Duplicate Records

Many 'works' (an article, presentation etc.) in Citebase are duplicated across or within the source archives. This causes problems for users when searching, as the same work may appear multiple times, and causes problems for identifying the true citation and download impact of works (within the limits of Citebase).

Records are harvested from source archives and do not contain specific metadata to identify them as being duplicates of other records. Therefore Citebase uses a simple rule to de-duplicate (tie multiple records together as a single work). Records are determined to be a single work if they share the same first author and a similar title.

Citation and Full-text Download Totals

The total number of citations to and downloads of a work are inherited by all duplicates of that work. These totals are used when ranking search results, and are displayed in the summary table on the abstract page.

Citations from Duplicates

Without identifying duplicates references from the same work may be counted multiple times, or the same reference may be incorrectly linked to multiple works. This will result in the citation impact of each record being over-stated.
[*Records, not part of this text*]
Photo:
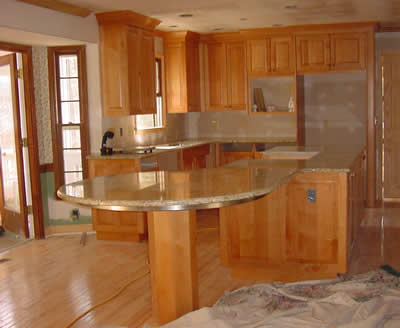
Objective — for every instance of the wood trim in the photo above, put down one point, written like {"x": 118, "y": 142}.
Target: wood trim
{"x": 127, "y": 17}
{"x": 33, "y": 146}
{"x": 51, "y": 230}
{"x": 49, "y": 167}
{"x": 60, "y": 6}
{"x": 371, "y": 128}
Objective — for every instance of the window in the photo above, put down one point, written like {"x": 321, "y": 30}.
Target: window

To more accurately count citations (a link between works) Citebase counts multiple repeated references from the same work only once.

Downloads of Duplicates

Where a work is available from multiple sources user access will be spread across those instances of the work. While a work appearing in many places may increase its download impact, each record will represent only a part of the total download impact. This will result in the download impact of each record being under-stated.

Citebase includes all downloads, to all duplicates, as the total full-text downloads for the work.